When a new band finds prominence quickly, it’s not uncommon to wonder how they might weather the inevitable personnel swaps that occur in bluegrass. It’s especially true for a group that isn’t built primarily on the strength of a single member, like Joe Mullins & the Radio Ramblers. They kept the original members intact for their first two records, but have seen a number of changes this past year.
But judging from their latest Rebel CD, Another Day From Life, Ramblers fans have no reason to fear a letdown from this powerful bunch of pickers and singers. Mullins has found a successful formula for the group he leads, and they follow it again on this new project. Vocals, both lead and harmony, are consistently strong and sincere on a set of mostly new secular and spiritual bluegrass.
Joe is there on banjo, as slick a Scruggs style man as you’ll find, while also providing a smooth yet piercing tenor vocal. Original members Mike Terry is still on mandolin, and Evan McGregor on fiddle, though Evan has left the group since this album was recorded, with Jason Barie taking his spot.
New on this CD are lead singer and guitarist Duane Sparks, and bass player Randy Barnes. They fit the mold perfectly and the vocal blend, the highlight of their presentation, is still rich and robust.
Two songs from Another Day From Life had received substantial radio play as the record was being released in late September. The Last Parade, a tribute to a fallen veteran from Steve Bonafel, brought tears to many an eye, and Barkley C. Davis’ Now The Summer’s Gone has been enjoying a nice run on our Bluegrass Today Airplay Chart this past few weeks, driven by McGregor’s fiddle and Mullins’ banjo.
>Every Road Leads Back To You is a surprisingly modern song for the Ramblers with Terry taking the lead on the Darrell Scott song, with Joe’s tenor soaring.

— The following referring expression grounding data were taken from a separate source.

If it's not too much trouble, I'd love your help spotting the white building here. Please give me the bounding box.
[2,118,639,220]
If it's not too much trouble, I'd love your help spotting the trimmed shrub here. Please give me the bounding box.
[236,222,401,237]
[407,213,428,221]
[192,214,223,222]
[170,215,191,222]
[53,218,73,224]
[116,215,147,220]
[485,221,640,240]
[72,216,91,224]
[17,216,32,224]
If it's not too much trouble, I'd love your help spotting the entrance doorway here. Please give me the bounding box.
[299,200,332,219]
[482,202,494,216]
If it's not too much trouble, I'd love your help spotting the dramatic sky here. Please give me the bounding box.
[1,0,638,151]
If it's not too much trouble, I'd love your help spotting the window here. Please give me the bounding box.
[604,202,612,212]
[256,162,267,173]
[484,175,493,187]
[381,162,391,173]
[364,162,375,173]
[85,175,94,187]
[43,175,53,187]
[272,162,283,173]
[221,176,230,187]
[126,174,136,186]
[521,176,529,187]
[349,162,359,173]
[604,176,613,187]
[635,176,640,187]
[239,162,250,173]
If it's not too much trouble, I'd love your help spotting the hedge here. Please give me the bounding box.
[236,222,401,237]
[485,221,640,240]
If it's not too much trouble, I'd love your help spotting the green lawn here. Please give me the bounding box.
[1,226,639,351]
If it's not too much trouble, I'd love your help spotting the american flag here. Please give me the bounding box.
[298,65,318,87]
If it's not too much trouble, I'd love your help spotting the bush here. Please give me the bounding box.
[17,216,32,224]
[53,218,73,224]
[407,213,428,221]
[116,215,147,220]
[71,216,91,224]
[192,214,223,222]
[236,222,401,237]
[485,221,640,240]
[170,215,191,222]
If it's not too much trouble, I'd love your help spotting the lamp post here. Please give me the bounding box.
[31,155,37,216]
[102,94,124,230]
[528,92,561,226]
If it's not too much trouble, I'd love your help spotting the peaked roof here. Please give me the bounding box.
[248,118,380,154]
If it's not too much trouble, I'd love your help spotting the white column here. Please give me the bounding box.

Joe sings lead on Hymns From The Hills, a quartet vocal arrangement on Chris Stuart and Jon Weisberger’s Gospel number.
The title track is a new composition from Bill Castle, a slice of life song that describes a scene passing before the narrator’s viewpoint. All in all, it’s just Another Day From Life. Hank Williams’ May You Never Be Alone is a tribute to The Osborne Brothers, following very closely to their version, and making a strong claim for Mullins as the successor to Bobby Osborne as the sultan of high lead singing in contemporary bluegrass music.
Johnson Island Prison is a minor key Civil War prisoner of war song from Joe. Talk about working in your bluegrass cliches! It’s a fine story, told from the perspective of a Confederate soldier locked up in a Union camp. And for country blues fans there’s Blue Collar Blues, one of many songs that the late Gerald Jones left behind him.
Mike Terry gives a plaintive delivery on Mark Brinkman’s Through A Coal Miner’s Eyes, which contains many of the familiar tropes we associate with the genre. Another winner is The Dearest Friend I Ever Had, an a cappella treatment of the old favorite, and a perfect illustration of the strength of the Ramblers quartet.
The album finishes with Sparks on a sparse version of The Gaithers’ Because He Lives.
Fans who have followed this stellar band this past few years will certainly enjoy their latest release, and folks who are not as familiar will find an excellent introduction on Another Day From Life.